This repository contains the LastPass AWS SAML login tool.

If you are using LastPass Enterprise SAML with AWS, then this script eases the process of using the AWS CLI utility. It retrieves a SAML assertion from LastPass and then converts it into credentials for use with aws.


You will need python with the Amazon boto3 module and the AWS CLI tool. The latter may be installed with pip:

    # pip install boto3 awscli

On recent Mac platforms, you may need to pass --ignore-installed:

    # pip install boto3 awscli --ignore-installed

You will also need to have integrated AWS with LastPass SAML through the AWS and LastPass management consoles. See the SAML setup instructions on the LastPass AWS configuration page for more information.


First you will need to look up the LastPass SAML configuration ID for the AWS instance you wish to control. This can be obtained from the generated Launch URL: if the launch URL is https://lastpass.com/saml/launch/cfg/25 then the configuration ID is 25.

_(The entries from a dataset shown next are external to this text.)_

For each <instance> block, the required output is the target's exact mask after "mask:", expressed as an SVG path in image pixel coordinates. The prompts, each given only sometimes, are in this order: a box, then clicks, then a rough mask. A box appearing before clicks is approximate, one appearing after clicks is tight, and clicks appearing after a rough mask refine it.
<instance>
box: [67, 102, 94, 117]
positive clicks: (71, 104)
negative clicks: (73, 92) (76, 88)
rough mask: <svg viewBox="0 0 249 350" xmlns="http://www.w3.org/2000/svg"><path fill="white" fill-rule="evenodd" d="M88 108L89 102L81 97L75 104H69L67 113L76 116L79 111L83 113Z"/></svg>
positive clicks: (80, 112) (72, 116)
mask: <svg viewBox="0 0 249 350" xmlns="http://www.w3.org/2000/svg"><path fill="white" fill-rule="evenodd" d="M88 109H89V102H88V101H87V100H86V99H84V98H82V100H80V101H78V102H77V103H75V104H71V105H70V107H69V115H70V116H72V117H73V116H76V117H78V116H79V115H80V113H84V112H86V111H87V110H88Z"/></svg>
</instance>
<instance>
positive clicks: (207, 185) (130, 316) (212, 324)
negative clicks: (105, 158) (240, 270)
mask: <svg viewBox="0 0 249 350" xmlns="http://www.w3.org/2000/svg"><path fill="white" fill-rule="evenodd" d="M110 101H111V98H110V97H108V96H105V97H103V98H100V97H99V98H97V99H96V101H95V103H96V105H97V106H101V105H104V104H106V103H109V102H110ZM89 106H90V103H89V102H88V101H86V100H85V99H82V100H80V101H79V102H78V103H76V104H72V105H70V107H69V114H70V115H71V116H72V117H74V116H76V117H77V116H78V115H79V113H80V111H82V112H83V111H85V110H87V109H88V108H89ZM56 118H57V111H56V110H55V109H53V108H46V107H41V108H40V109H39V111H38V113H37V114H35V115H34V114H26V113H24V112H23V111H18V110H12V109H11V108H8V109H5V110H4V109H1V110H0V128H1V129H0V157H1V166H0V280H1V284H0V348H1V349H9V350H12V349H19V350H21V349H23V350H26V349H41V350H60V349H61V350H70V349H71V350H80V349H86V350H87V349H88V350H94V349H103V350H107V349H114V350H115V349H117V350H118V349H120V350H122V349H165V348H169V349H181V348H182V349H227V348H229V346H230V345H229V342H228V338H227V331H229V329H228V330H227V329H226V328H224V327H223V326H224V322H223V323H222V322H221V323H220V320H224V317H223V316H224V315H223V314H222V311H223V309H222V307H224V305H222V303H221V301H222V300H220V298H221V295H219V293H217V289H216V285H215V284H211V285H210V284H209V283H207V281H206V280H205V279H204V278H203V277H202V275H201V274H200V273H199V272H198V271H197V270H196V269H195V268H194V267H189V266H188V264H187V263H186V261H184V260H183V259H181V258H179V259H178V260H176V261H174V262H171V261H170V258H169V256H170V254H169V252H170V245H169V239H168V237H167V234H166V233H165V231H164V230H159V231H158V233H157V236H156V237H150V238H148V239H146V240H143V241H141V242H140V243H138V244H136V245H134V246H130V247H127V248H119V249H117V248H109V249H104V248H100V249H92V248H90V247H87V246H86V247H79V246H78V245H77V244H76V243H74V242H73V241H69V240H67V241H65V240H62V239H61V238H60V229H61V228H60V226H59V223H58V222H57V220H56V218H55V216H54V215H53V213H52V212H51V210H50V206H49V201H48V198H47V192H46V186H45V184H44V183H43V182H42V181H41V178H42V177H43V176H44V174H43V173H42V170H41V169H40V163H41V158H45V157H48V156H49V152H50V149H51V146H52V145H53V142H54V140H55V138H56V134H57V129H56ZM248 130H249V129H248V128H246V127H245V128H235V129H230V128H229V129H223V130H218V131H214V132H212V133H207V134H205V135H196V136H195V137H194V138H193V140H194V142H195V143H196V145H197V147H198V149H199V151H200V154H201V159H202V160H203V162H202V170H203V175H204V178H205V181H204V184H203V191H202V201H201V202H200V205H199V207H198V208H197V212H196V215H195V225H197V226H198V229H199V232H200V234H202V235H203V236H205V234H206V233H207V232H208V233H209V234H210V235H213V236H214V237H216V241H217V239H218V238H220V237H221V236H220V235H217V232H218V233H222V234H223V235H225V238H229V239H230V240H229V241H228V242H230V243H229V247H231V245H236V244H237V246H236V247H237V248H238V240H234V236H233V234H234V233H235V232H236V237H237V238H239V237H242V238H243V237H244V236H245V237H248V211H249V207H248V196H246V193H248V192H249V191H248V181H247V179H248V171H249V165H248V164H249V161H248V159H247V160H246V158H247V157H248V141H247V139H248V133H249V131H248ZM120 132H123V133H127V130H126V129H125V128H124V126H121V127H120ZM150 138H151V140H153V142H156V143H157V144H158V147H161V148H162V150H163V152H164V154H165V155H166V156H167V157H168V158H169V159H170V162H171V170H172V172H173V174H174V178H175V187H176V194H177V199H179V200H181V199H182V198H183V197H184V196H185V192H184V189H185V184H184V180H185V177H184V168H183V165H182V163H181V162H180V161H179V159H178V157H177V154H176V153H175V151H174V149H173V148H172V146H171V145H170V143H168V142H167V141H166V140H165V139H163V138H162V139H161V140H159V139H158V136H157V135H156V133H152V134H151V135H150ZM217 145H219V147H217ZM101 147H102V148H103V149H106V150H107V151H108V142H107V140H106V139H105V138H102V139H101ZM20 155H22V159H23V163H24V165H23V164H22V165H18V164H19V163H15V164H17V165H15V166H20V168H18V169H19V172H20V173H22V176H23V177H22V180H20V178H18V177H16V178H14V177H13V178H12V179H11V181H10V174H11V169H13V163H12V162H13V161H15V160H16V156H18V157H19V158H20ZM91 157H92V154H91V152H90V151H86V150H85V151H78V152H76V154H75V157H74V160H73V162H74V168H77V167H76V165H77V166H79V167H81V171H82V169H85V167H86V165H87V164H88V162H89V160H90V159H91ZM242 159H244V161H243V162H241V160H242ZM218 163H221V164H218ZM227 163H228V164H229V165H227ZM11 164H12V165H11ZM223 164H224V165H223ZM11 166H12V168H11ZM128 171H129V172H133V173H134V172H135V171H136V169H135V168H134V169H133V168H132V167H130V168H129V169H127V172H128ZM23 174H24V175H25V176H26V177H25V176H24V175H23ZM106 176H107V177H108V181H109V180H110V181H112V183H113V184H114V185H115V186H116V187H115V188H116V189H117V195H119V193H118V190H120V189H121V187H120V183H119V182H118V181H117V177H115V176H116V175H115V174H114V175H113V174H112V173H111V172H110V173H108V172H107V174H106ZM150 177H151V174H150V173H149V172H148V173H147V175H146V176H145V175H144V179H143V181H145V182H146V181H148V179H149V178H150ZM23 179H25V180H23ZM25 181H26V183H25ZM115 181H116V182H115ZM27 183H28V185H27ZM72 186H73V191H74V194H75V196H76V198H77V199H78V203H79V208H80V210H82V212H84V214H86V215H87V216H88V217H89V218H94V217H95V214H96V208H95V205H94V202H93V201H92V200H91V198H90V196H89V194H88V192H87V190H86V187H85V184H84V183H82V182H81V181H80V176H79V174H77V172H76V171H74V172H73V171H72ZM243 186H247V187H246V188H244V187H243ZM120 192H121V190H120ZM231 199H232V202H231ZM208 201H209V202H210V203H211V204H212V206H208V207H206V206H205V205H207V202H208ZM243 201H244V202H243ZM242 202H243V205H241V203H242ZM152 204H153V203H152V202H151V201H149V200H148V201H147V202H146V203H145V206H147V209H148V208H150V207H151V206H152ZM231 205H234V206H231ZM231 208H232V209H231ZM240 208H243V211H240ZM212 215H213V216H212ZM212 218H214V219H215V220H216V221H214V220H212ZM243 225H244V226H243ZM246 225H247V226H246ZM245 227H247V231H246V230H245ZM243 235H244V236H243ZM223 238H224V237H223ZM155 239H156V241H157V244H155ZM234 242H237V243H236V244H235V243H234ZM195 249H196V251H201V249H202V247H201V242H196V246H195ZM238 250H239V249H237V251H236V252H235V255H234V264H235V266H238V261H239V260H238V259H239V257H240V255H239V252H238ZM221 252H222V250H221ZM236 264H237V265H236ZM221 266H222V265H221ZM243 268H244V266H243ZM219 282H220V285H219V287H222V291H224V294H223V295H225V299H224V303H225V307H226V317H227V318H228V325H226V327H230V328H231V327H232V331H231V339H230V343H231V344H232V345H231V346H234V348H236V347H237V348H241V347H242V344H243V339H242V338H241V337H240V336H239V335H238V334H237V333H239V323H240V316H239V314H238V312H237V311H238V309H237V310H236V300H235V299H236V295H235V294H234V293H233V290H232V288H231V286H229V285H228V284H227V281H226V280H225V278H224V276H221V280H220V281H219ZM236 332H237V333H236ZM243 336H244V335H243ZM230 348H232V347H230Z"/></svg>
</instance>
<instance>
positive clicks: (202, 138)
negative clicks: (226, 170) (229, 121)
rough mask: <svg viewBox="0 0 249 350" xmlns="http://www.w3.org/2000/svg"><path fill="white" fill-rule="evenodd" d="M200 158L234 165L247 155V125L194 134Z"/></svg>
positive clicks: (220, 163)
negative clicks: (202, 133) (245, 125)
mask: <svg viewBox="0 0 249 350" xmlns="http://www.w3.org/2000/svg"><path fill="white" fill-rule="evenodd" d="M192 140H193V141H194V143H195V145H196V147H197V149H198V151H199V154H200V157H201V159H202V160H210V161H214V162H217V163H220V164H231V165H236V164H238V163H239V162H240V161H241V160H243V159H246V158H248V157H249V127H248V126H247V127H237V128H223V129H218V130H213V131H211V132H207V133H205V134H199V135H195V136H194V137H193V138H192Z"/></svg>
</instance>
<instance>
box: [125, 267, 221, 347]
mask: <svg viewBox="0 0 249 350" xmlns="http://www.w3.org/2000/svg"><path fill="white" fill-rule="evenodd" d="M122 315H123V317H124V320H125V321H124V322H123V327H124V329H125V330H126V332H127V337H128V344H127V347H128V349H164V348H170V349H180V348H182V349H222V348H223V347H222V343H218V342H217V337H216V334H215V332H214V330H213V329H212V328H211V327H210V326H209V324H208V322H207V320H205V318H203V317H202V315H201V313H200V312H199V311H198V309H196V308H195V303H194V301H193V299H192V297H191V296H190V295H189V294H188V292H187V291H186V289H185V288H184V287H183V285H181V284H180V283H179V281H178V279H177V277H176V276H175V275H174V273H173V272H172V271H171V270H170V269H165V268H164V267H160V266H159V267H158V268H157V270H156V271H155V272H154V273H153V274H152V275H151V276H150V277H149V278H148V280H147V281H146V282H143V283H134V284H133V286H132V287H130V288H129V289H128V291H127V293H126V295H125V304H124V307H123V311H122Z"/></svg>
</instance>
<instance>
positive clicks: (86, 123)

Then launch the tool to login to lastpass. You will be prompted for password and optionally the AWS role to assume:

$ ./lp-aws-saml.py user@example.com 25
A new AWS CLI profile 'user@example.com' has been added.
You may now invoke the aws CLI tool as follows:

    aws --profile user@example.com [...]

This token expires in one hour.

Once completed, the aws tool may be used to execute commands as that user by specifying the appropriate profile.